Ой ты, чар-зелье, зеленое, лесное! Сколько песен горьких о тебе сложат! Сколько былей страшных расскажут

Ходит старая мать над лесным оврагом, травы раздвигает, ищет ломонос-зелье

Юрко вернулся из Качуринец только на третий день. Все сделал, как брат велел. Ночью доктора Желудя нашел, письмо передал и рацию перенес. А на другой день на рассвете домой отправился.

Шел глухими тропками, оврагами, заросшими межами. Вернулся исхудалый, хмурый. Пролегла меж бровей глубокая складка, да так и не расправилась. Весь словно огнем был сожжен. Словно обуглился. И глаза на бледном лице полыхали. Сам не начинал теперь разговора, только отвечал, если обращался к нему кто-нибудь, словами скупыми и тяжелыми.
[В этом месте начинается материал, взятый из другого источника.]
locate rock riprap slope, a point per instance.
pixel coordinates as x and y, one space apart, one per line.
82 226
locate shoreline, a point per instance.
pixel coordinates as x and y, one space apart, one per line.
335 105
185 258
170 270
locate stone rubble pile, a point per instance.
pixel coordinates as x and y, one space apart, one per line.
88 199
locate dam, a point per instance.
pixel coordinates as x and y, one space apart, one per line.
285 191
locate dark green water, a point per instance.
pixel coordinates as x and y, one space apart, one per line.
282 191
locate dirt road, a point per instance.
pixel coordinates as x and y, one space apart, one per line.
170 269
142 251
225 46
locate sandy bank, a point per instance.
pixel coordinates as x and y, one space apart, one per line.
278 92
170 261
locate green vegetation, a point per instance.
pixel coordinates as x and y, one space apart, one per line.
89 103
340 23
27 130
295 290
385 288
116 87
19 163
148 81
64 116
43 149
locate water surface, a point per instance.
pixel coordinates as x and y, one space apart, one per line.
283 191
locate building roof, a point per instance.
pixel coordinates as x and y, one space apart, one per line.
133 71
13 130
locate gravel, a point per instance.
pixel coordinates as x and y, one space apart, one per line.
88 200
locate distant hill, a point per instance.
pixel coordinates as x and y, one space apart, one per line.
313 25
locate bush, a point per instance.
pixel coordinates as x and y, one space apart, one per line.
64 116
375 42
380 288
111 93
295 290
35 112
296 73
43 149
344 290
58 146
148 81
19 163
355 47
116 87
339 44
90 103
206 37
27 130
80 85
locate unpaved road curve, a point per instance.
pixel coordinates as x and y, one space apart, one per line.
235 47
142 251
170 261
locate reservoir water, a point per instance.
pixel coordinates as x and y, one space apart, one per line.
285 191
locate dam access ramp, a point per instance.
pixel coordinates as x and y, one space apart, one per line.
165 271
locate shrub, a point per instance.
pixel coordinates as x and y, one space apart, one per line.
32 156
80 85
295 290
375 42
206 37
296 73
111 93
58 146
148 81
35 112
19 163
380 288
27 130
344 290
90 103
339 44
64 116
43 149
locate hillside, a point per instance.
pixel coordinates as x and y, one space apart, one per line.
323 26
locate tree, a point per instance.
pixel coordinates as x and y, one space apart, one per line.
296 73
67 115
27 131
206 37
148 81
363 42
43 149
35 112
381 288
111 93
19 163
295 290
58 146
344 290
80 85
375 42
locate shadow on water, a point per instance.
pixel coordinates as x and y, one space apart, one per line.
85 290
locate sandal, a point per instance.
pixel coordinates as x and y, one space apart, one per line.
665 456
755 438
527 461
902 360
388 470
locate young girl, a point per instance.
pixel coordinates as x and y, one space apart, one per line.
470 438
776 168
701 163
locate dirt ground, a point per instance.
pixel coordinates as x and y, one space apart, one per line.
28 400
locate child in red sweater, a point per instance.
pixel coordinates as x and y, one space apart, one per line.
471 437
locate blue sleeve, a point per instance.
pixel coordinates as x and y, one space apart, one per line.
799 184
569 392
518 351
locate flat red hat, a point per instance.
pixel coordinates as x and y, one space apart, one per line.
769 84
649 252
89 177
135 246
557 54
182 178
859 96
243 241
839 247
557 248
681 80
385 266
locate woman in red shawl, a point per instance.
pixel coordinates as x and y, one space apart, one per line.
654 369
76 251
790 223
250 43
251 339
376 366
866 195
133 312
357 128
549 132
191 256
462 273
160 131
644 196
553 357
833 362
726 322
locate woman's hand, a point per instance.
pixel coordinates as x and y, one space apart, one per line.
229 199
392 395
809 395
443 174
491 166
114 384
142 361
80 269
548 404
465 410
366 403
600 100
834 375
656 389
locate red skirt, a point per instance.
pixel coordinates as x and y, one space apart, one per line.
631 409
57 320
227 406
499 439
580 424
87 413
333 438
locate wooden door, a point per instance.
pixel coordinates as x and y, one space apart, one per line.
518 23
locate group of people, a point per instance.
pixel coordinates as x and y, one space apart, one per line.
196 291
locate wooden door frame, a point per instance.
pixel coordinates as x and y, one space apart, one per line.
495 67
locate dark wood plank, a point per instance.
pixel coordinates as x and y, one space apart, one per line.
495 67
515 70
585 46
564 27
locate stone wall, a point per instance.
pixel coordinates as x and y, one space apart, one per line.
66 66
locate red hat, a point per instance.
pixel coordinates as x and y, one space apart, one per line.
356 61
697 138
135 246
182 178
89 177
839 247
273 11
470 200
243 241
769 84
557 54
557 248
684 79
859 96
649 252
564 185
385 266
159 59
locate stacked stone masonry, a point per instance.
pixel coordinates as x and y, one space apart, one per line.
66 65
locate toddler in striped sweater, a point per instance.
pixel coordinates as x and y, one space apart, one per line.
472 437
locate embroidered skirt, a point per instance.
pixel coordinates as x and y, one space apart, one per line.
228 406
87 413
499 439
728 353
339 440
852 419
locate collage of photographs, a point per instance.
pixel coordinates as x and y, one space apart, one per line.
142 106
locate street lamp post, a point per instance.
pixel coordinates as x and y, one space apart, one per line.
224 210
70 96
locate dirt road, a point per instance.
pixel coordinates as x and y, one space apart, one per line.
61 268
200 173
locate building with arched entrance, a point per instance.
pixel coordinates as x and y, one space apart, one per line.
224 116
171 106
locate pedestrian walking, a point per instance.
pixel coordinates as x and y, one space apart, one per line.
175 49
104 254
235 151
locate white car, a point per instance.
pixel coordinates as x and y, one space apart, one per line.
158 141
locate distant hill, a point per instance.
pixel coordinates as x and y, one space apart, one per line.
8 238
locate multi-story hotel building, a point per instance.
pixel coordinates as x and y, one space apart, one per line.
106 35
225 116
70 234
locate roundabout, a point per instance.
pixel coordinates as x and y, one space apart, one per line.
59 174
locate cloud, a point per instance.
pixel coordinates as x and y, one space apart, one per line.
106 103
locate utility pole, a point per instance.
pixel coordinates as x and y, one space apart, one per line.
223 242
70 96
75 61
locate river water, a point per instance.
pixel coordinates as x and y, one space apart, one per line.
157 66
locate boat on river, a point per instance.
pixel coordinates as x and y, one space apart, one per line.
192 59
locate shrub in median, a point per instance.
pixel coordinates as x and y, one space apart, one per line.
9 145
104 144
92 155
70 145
Трудно было говорить. Казалось, что и солнце в небе стало холодным, и мир  пустым. Тесно было в нем юноше и одиноко. И лишь жгучая ненависть и долг перед товарищами поддерживали в нем силы.

Скупо рассказал обо всем Степану Федоровичу. Низко опустил тот чубатую голову. Лицо ладонями закрыл. И не видел его лица Юрко. Встав, отвернулся Степан Федорович, только зубами яростно заскрипел. Посоветовал ничего не говорить тете Ганне. Сказать, что осталась девушка с Дмитром. Все равно где-нибудь надо было от фашистов спрятаться, от мобилизации спасаться.
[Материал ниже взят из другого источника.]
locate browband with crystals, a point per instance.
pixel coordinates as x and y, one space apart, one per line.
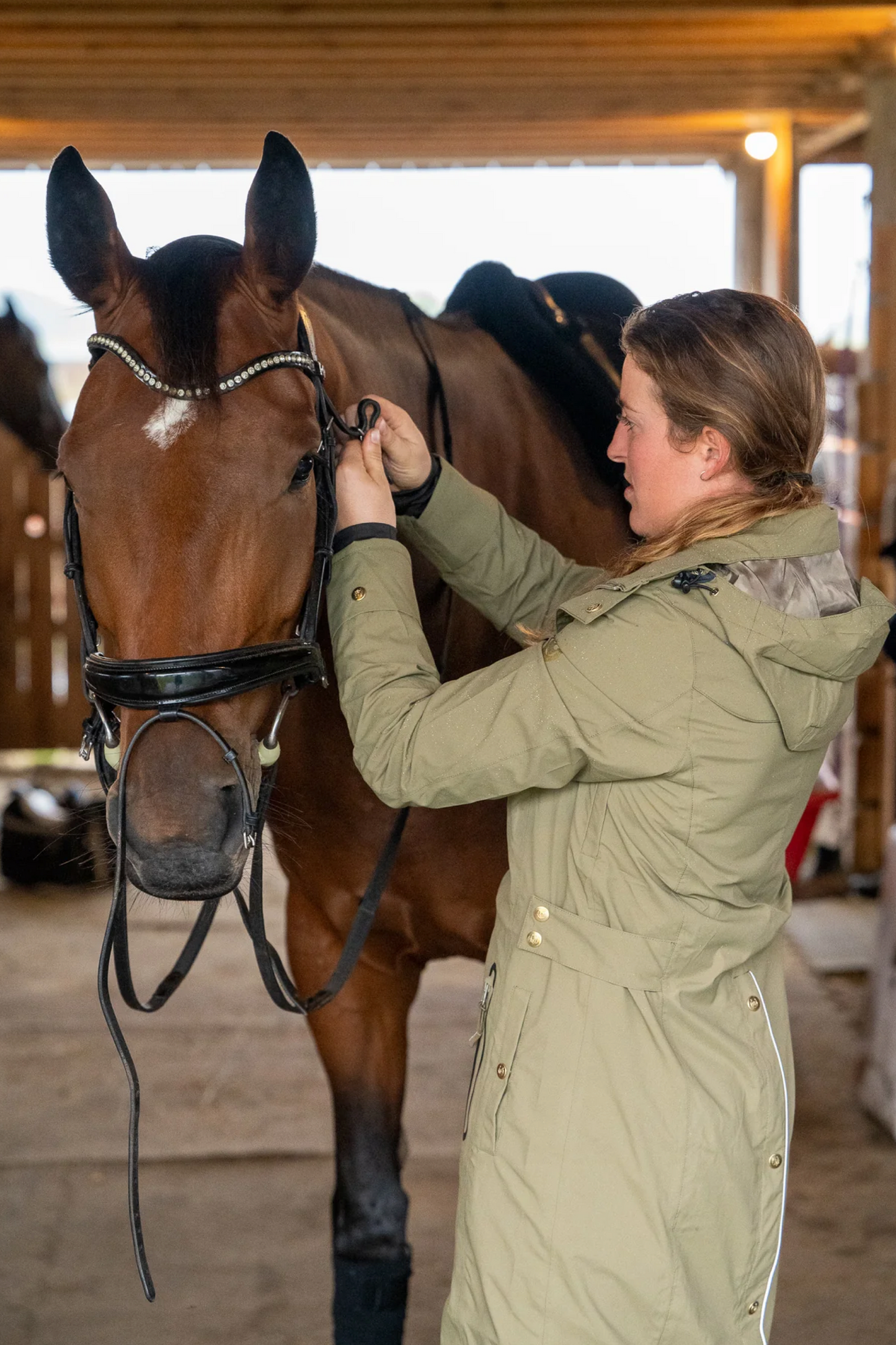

Поплакала Ганна и ничего не сказала, да и что ей было делать? Встревоженным ульем гудел весь район. Плач стоял над селами. В каждой хате живых отпевали. Готовы были своих детей в любую щелочку спрятать, в сердце своем укрыть. Да где уж там! Дети-то большие. Не на радость  на горе родителям, себе на муку выросли. На каторгу в Германию теперь погодков угоняли: и тех, что в двадцать шестом родились, и тех, что в двадцать седьмом.

Уже вторую неделю Юрко даже не показывался в кузнице: до нее ли, если объявили, что ты должен собираться в Германию.

Над тем, как спастись от каторги самому, он не особенно ломал голову. Не думал и думать не хотел. Были у него заботы поважнее.

Ведь с тех пор как он возглавил подпольную молодежную группу, должен был заботиться не только о себе. Теперь должен отвечать перед партией за целую, хотя небольшую, организацию.